For 10 years, SASS has contracted with the Associated Students of the UO to provide free, confidential support and advocacy services to students who experience sexual violence, but this year the school waited until the academic year was almost over before signing the contract.
Many rape victims and survivors don’t want to report — Beltran says SASS has 3,000 contacts a year, but law enforcement agencies around Lane County report far fewer rapes. She says during 2012-2013 SASS worked with 57 student survivors. “That’s one new survivor a week.”
Beltran says SASS doesn’t ask people if they are students; the number is based on those who self-identify, so she thinks the number of students who have been sexually assaulted is much higher. “There’s no rhyme or reason but our numbers do increase with the start of the university,” she says.
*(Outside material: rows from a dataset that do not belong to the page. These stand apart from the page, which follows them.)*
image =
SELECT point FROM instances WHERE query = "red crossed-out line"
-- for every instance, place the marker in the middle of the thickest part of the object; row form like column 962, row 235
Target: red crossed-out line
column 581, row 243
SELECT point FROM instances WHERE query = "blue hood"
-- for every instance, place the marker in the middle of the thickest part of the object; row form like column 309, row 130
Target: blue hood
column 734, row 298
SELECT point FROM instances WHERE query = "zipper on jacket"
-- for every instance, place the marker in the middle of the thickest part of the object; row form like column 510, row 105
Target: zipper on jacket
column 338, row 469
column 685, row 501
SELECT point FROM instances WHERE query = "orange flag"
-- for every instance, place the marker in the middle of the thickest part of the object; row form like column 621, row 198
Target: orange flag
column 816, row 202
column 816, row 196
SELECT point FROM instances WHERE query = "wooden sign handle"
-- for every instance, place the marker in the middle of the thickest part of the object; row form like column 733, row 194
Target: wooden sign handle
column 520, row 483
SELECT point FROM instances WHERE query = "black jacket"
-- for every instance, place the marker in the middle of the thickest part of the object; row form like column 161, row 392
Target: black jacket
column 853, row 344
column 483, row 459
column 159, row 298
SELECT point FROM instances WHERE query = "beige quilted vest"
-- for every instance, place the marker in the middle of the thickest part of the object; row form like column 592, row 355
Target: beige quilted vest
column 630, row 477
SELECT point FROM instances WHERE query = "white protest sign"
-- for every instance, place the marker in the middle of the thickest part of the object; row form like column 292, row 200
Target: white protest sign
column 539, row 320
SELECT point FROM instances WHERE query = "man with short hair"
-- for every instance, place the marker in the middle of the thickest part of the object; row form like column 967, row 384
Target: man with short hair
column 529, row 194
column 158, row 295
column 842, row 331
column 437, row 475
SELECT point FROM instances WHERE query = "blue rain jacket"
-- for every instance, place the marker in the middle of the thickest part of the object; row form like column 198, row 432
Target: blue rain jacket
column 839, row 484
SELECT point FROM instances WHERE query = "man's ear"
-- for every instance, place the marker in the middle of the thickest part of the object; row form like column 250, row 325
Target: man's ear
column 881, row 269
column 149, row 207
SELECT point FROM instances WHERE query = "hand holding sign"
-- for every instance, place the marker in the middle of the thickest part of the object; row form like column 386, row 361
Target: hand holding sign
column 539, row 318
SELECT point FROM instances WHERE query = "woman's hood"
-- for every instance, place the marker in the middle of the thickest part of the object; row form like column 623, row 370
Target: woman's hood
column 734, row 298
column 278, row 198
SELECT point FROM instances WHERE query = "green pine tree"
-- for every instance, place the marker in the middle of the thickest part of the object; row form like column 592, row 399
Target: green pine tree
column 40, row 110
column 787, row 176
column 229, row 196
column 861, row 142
High-profile media cases such as the UO basketball case “serve a few purposes,” Beltran says, bringing to light a typically unspoken aspect of university life. But, Beltran says, “The survivor is often blamed for what happened.” Rape is “one of the only crimes I know of where the victim is more ‘at fault’ than the perpetrator,” she says.
Part II of this story will discuss what work is being done on the UO campus and in the community to prevent sexual assault and support survivors.
UO spokeswoman Julie Brown says no police report was filed by the UO police department on March 9, the day the victim's father contacted UOPD and the players were suspended May 1, according to the UO's official timeline, she says. That announcement was not made to the media until May 9.